Friday, May 02, 2014

Medical Research is a Scandal

Richard Smith: Medical research—still a scandal

31 Jan, 14 | by BMJ

Extract:
For the entire article please visit: 
http://blogs.bmj.com/bmj/2014/01/31/richard-smith-medical-research-still-a-scandal/
Richard SmithTwenty years ago this week the statistician Doug Altman published an editorial in the BMJ arguing that much medical research was of poor quality and misleading. In his editorial entitled, “The Scandal of Poor Medical Research,” Altman wrote that much research was “seriously flawed through the use of inappropriate designs, unrepresentative samples, small samples, incorrect methods of analysis, and faulty interpretation.” Twenty years later I fear that things are not better but worse.
Most editorials like most of everything, including people, disappear into obscurity very fast, but Altman’s editorial is one that has lasted. I was the editor of the BMJ when we published the editorial, and I have cited Altman’s editorial many times, including recently. The editorial was published in the dawn of evidence based medicine as an increasing number of people realised how much of medical practice lacked evidence of effectiveness and how much research was poor. Altman’s editorial with its concise argument and blunt, provocative title crystallised the scandal.
Why, asked Altman, is so much research poor? Because “researchers feel compelled for career reasons to carry out research that they are ill equipped to perform, and nobody stops them.” In other words, too much medical research was conducted by amateurs who were required to do some research in order to progress in their medical careers.
Ethics committees, who had to approve research, were ill equipped to detect scientific flaws, and the flaws were eventually detected by statisticians, like Altman, working as firefighters.
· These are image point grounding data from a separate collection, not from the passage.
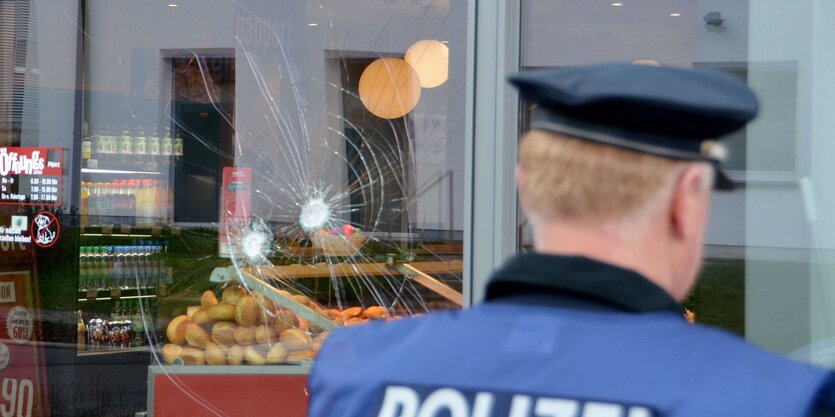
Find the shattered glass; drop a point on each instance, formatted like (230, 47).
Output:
(288, 209)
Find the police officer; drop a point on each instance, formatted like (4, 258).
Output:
(615, 177)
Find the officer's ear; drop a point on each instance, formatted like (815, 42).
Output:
(688, 203)
(519, 178)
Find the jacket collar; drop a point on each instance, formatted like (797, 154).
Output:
(576, 282)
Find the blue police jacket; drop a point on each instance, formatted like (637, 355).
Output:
(585, 355)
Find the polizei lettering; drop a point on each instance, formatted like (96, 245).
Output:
(401, 401)
(21, 164)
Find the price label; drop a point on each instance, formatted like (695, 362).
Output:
(18, 397)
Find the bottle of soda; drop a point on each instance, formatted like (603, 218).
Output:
(111, 139)
(140, 147)
(84, 271)
(98, 143)
(81, 333)
(86, 149)
(126, 146)
(167, 145)
(178, 146)
(154, 148)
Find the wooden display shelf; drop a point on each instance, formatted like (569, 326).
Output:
(418, 272)
(325, 270)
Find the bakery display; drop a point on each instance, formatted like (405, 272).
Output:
(249, 328)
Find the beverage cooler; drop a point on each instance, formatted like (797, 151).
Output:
(194, 196)
(194, 305)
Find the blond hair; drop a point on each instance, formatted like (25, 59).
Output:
(563, 177)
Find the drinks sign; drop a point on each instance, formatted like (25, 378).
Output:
(21, 373)
(31, 176)
(235, 201)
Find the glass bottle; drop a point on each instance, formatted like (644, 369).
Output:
(154, 150)
(86, 148)
(140, 146)
(81, 333)
(167, 144)
(178, 146)
(126, 146)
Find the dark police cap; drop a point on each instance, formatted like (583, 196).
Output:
(670, 112)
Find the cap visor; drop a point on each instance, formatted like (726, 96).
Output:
(722, 182)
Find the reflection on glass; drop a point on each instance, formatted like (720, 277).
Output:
(240, 178)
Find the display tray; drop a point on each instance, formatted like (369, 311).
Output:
(111, 352)
(420, 272)
(217, 390)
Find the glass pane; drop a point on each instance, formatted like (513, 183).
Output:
(232, 180)
(768, 269)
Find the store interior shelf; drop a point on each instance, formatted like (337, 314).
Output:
(418, 272)
(107, 352)
(128, 297)
(287, 301)
(325, 270)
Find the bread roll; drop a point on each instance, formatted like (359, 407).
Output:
(321, 337)
(354, 321)
(303, 324)
(244, 335)
(375, 313)
(202, 318)
(285, 320)
(171, 352)
(253, 356)
(176, 331)
(277, 354)
(351, 312)
(246, 311)
(196, 336)
(235, 355)
(222, 312)
(294, 339)
(332, 314)
(208, 299)
(301, 356)
(233, 294)
(193, 356)
(223, 332)
(266, 308)
(264, 335)
(301, 299)
(215, 354)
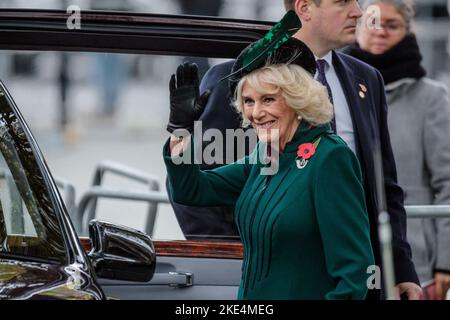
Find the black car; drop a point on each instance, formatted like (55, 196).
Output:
(41, 255)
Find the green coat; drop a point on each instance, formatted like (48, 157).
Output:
(305, 231)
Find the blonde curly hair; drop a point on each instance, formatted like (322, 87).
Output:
(301, 92)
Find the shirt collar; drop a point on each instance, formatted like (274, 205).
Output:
(328, 58)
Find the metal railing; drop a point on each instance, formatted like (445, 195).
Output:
(88, 203)
(428, 211)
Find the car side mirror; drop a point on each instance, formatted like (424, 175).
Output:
(121, 253)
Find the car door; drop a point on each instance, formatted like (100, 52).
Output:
(39, 256)
(185, 269)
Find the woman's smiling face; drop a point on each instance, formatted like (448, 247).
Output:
(269, 114)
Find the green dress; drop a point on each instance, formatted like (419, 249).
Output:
(305, 231)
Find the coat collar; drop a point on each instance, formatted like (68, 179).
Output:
(305, 133)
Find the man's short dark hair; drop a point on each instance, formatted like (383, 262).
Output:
(289, 4)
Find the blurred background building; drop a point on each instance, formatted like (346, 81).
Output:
(86, 107)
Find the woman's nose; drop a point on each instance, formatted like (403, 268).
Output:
(258, 110)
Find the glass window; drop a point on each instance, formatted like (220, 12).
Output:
(28, 222)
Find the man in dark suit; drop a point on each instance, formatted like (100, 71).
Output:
(357, 91)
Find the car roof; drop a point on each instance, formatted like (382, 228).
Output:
(128, 32)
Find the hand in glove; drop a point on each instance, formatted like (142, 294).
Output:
(186, 104)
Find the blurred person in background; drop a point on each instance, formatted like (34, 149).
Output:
(110, 68)
(419, 126)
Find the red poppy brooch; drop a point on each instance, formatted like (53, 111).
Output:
(305, 152)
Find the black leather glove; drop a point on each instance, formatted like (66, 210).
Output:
(186, 104)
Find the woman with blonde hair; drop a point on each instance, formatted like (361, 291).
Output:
(305, 228)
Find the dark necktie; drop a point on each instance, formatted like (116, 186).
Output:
(321, 63)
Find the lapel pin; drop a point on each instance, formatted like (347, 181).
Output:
(363, 87)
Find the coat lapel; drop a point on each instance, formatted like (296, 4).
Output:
(359, 99)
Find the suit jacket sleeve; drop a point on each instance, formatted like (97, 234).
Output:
(344, 224)
(218, 187)
(404, 267)
(437, 157)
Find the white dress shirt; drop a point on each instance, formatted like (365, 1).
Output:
(344, 124)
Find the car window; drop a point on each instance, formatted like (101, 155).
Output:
(28, 223)
(116, 108)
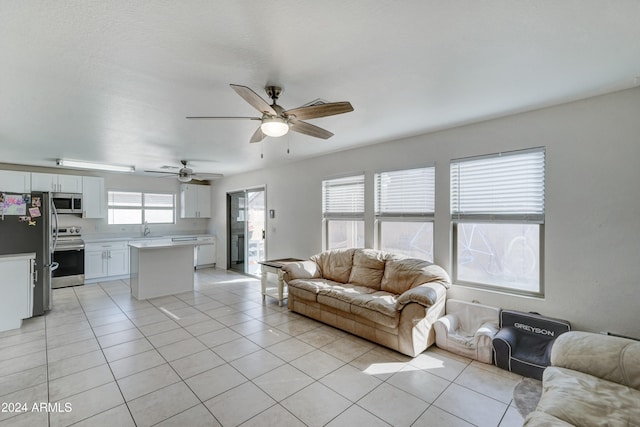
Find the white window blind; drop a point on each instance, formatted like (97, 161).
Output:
(405, 193)
(125, 207)
(505, 186)
(124, 199)
(154, 200)
(343, 197)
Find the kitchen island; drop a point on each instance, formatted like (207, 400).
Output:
(161, 267)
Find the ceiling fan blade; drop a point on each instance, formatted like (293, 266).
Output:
(322, 110)
(166, 173)
(257, 136)
(221, 118)
(309, 129)
(254, 99)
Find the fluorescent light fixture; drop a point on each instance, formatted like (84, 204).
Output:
(274, 126)
(80, 164)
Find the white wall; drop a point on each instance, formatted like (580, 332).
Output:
(592, 229)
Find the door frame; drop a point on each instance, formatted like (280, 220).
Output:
(246, 224)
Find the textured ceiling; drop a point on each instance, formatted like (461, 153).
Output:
(113, 80)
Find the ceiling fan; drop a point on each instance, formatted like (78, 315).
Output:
(276, 121)
(186, 174)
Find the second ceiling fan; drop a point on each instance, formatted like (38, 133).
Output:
(276, 121)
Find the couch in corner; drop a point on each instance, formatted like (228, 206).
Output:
(388, 299)
(593, 380)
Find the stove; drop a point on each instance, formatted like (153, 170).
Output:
(68, 255)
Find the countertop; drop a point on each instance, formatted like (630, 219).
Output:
(162, 243)
(97, 238)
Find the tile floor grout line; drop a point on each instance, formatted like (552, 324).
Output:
(177, 374)
(106, 362)
(250, 313)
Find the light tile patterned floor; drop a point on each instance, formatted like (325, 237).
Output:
(219, 356)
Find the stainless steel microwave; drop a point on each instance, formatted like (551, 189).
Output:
(66, 203)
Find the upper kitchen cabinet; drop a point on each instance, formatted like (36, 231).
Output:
(195, 201)
(56, 183)
(15, 182)
(94, 198)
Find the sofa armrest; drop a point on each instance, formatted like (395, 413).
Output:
(507, 335)
(426, 294)
(604, 356)
(448, 323)
(301, 270)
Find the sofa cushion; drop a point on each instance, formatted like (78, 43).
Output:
(344, 291)
(308, 288)
(368, 268)
(335, 264)
(584, 400)
(377, 304)
(402, 274)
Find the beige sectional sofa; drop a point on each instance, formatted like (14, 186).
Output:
(593, 380)
(388, 299)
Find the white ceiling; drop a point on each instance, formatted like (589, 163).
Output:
(113, 80)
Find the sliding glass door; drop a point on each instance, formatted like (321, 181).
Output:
(246, 230)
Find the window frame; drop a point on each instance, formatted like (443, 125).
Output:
(404, 215)
(353, 215)
(531, 218)
(143, 208)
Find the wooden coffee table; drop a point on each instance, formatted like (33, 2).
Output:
(275, 267)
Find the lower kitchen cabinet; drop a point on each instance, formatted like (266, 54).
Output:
(106, 259)
(17, 292)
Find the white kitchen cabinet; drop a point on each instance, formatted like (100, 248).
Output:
(195, 201)
(56, 183)
(94, 198)
(205, 252)
(118, 262)
(106, 260)
(16, 287)
(94, 264)
(15, 182)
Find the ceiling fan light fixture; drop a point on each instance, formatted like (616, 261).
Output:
(274, 126)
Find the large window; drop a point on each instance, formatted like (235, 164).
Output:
(125, 207)
(497, 208)
(343, 212)
(404, 211)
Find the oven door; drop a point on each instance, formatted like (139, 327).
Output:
(70, 271)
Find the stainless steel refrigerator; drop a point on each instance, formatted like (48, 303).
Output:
(27, 228)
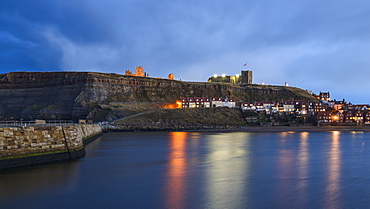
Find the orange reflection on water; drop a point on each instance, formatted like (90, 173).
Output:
(175, 183)
(333, 190)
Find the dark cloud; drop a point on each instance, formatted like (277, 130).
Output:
(311, 44)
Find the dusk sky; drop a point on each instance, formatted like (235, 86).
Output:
(315, 45)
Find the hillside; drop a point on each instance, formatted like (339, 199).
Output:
(80, 95)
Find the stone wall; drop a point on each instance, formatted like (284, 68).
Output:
(31, 145)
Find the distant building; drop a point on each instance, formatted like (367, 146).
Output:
(245, 77)
(139, 72)
(171, 76)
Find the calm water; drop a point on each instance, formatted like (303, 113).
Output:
(201, 170)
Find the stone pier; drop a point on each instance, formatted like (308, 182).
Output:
(21, 146)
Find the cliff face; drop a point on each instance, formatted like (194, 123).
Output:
(77, 95)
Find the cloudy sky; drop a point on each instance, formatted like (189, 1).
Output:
(317, 45)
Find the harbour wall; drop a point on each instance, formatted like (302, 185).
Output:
(21, 146)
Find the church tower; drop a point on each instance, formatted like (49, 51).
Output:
(246, 76)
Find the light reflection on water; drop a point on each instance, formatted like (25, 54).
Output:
(227, 170)
(334, 165)
(201, 170)
(176, 181)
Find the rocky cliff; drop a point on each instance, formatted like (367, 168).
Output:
(77, 95)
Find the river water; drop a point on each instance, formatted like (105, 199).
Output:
(201, 170)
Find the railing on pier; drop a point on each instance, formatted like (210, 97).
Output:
(37, 123)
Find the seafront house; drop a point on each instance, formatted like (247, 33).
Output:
(204, 102)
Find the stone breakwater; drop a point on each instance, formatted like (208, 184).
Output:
(21, 146)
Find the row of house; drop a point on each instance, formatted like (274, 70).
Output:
(336, 117)
(298, 107)
(196, 102)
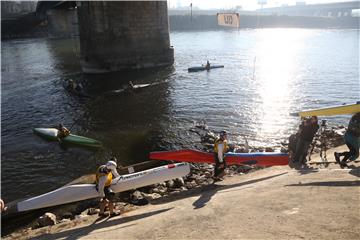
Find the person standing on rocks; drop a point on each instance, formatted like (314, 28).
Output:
(220, 148)
(352, 140)
(104, 177)
(307, 129)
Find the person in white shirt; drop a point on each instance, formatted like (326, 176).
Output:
(104, 177)
(220, 148)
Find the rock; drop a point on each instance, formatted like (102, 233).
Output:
(170, 184)
(152, 196)
(92, 211)
(179, 182)
(200, 180)
(68, 215)
(80, 216)
(154, 190)
(189, 185)
(269, 149)
(65, 220)
(48, 219)
(136, 196)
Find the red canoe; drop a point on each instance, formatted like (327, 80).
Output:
(195, 156)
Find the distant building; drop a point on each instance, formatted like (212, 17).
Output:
(340, 9)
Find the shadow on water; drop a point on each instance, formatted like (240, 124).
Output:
(109, 222)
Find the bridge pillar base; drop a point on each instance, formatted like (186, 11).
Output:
(115, 36)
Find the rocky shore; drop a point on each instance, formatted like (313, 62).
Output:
(200, 176)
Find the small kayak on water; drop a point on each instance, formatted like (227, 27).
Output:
(134, 88)
(203, 68)
(330, 111)
(51, 134)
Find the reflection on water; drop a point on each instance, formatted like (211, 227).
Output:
(268, 73)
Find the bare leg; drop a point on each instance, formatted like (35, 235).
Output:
(103, 203)
(111, 207)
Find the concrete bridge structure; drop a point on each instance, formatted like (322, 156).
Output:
(114, 35)
(340, 9)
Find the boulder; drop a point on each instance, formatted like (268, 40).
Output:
(152, 196)
(48, 219)
(178, 182)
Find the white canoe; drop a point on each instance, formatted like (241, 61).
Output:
(74, 193)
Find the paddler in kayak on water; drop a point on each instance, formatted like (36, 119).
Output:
(104, 177)
(62, 133)
(220, 148)
(74, 87)
(207, 66)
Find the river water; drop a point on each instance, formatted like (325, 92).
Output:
(268, 74)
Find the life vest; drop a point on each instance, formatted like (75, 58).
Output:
(101, 171)
(216, 145)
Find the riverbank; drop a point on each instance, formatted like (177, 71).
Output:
(276, 202)
(200, 176)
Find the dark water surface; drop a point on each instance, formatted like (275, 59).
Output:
(268, 74)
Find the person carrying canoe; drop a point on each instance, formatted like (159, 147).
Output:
(62, 132)
(207, 66)
(352, 140)
(307, 131)
(104, 176)
(220, 148)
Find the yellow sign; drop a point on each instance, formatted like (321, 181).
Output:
(229, 19)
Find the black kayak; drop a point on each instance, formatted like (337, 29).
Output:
(203, 68)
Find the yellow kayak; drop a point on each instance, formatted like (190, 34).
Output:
(330, 111)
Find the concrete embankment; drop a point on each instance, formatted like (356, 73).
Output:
(273, 203)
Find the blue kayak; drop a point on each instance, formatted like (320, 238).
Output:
(203, 68)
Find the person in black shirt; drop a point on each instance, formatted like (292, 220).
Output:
(352, 140)
(307, 129)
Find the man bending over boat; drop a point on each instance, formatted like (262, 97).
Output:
(352, 140)
(220, 148)
(104, 176)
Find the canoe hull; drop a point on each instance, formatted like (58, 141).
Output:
(79, 192)
(330, 111)
(195, 156)
(51, 134)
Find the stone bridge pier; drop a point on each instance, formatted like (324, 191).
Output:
(123, 35)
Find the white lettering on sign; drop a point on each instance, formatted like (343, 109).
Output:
(229, 19)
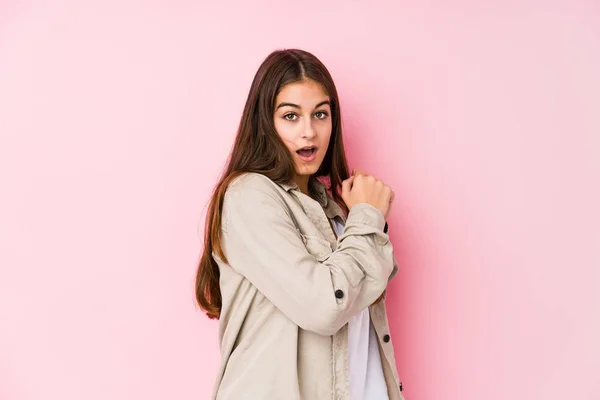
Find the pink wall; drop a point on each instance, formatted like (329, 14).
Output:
(116, 118)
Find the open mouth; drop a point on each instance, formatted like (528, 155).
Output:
(307, 152)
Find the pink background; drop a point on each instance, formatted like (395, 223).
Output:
(116, 118)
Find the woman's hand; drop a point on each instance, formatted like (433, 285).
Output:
(364, 188)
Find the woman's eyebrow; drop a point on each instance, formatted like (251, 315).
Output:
(298, 107)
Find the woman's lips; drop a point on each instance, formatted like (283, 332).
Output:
(307, 154)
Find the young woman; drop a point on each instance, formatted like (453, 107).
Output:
(296, 256)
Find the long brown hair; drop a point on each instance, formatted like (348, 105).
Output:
(258, 148)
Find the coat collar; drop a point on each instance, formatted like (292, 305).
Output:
(319, 194)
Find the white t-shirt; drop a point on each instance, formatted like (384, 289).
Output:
(364, 361)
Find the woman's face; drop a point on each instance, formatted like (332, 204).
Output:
(303, 121)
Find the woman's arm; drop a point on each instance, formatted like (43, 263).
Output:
(261, 242)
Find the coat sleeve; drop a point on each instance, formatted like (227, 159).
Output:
(318, 293)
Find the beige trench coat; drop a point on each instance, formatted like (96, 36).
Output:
(290, 288)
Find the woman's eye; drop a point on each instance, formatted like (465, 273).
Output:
(321, 115)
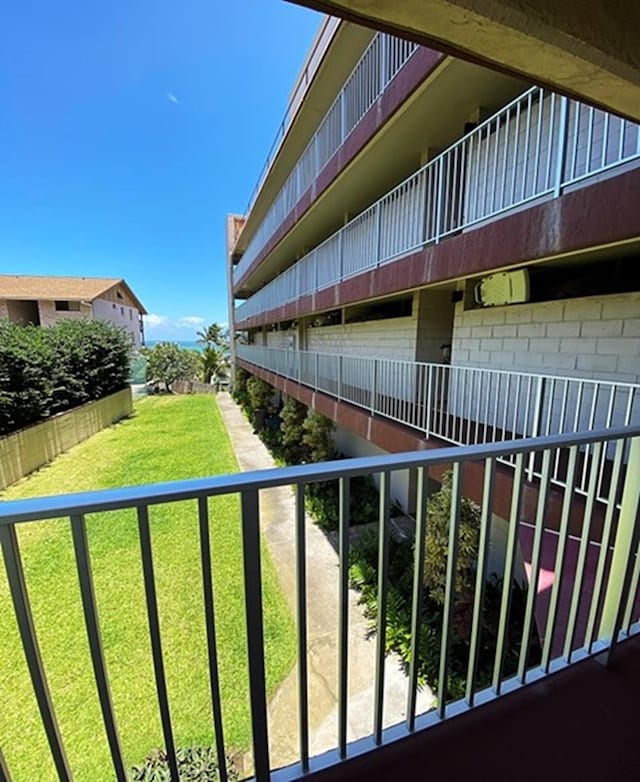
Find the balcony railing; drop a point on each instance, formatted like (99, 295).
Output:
(467, 405)
(382, 59)
(611, 604)
(319, 46)
(535, 147)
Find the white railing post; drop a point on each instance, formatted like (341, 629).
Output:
(535, 427)
(439, 198)
(562, 145)
(624, 552)
(378, 234)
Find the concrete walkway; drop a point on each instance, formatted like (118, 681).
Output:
(277, 514)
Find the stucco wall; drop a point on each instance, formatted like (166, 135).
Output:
(49, 315)
(595, 337)
(120, 314)
(25, 451)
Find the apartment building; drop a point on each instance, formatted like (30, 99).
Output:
(441, 253)
(43, 300)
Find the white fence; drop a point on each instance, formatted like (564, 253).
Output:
(382, 59)
(536, 146)
(465, 405)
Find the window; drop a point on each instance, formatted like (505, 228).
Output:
(67, 306)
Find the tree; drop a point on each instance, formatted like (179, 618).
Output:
(437, 543)
(215, 354)
(166, 363)
(214, 335)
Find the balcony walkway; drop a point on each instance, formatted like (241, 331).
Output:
(278, 527)
(579, 724)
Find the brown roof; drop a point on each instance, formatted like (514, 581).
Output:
(24, 286)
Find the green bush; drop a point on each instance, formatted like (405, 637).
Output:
(168, 363)
(318, 437)
(240, 392)
(48, 370)
(363, 573)
(323, 502)
(293, 415)
(260, 393)
(437, 542)
(195, 764)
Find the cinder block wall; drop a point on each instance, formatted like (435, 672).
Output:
(594, 337)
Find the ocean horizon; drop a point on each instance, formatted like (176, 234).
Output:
(182, 343)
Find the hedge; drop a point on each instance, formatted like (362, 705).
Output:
(46, 370)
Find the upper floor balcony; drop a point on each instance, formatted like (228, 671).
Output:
(535, 149)
(382, 60)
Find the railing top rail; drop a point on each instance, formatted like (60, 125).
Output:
(457, 367)
(43, 508)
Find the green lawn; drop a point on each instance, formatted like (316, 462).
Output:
(169, 438)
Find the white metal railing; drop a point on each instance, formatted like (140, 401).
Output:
(533, 148)
(382, 59)
(318, 49)
(465, 405)
(610, 601)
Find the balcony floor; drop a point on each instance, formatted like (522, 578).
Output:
(579, 724)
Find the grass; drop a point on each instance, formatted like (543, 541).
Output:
(169, 438)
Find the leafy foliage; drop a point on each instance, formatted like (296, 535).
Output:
(437, 543)
(323, 502)
(48, 370)
(260, 393)
(363, 573)
(293, 415)
(214, 358)
(240, 392)
(195, 764)
(166, 363)
(318, 437)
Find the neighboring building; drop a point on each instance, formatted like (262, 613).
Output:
(45, 300)
(436, 244)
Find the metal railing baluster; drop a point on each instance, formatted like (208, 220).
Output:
(381, 623)
(250, 515)
(417, 596)
(154, 635)
(583, 551)
(24, 618)
(534, 578)
(478, 599)
(511, 548)
(301, 616)
(605, 541)
(210, 625)
(560, 561)
(90, 612)
(450, 589)
(343, 616)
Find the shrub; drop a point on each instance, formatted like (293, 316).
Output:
(260, 393)
(293, 415)
(318, 437)
(52, 369)
(167, 363)
(323, 502)
(437, 542)
(240, 392)
(195, 764)
(363, 572)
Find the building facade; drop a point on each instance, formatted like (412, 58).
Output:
(45, 300)
(436, 244)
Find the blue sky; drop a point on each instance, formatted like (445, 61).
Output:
(129, 129)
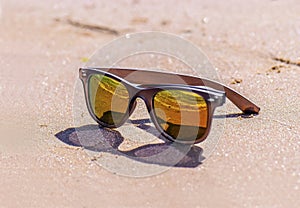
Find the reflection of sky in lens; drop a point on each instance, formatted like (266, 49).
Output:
(181, 99)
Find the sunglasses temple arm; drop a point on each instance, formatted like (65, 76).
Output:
(243, 103)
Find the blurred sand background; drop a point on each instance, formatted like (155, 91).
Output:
(256, 43)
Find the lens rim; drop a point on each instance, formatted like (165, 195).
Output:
(184, 90)
(85, 78)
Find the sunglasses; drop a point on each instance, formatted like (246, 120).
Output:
(181, 107)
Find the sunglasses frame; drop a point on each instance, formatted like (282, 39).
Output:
(149, 83)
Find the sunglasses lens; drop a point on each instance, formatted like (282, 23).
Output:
(109, 99)
(181, 114)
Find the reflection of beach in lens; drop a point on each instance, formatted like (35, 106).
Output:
(109, 99)
(181, 114)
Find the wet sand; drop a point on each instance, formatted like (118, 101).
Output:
(255, 47)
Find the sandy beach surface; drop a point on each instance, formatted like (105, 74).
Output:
(255, 47)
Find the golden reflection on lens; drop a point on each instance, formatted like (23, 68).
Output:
(181, 114)
(109, 99)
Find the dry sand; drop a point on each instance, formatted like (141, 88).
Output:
(256, 162)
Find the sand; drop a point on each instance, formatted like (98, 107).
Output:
(253, 44)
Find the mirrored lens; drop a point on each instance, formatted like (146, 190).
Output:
(181, 114)
(109, 99)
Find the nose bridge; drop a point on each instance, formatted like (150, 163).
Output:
(146, 95)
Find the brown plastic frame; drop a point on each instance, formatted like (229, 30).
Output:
(145, 84)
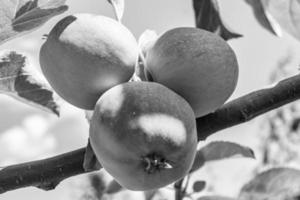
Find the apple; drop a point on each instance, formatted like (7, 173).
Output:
(197, 64)
(85, 55)
(144, 135)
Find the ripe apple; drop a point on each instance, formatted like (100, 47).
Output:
(144, 135)
(85, 55)
(197, 64)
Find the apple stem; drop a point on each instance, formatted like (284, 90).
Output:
(140, 67)
(154, 163)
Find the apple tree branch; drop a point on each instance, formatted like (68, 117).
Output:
(48, 173)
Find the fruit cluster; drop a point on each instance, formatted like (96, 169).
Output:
(144, 132)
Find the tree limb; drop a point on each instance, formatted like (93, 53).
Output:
(247, 107)
(45, 174)
(48, 173)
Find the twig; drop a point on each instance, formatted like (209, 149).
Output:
(249, 106)
(46, 174)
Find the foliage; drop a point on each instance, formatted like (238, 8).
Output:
(19, 81)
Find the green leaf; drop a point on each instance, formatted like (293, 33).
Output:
(198, 186)
(276, 183)
(220, 150)
(214, 198)
(264, 18)
(208, 17)
(119, 6)
(113, 187)
(280, 14)
(21, 82)
(18, 17)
Quality assurance should be built in at the beginning of research not the end, particularly as many journals lacked statistical skills and simply went ahead and published misleading research.
“The poor quality of much medical research is widely acknowledged,”  wrote Altman, “yet disturbingly the leaders of the medical profession seem only minimally concerned about the problem and make no apparent efforts to find a solution.”
Altman’s conclusion was: “We need less research, better research, and research done for the right reasons. Abandoning using the number of publications as a measure of ability would be a start.”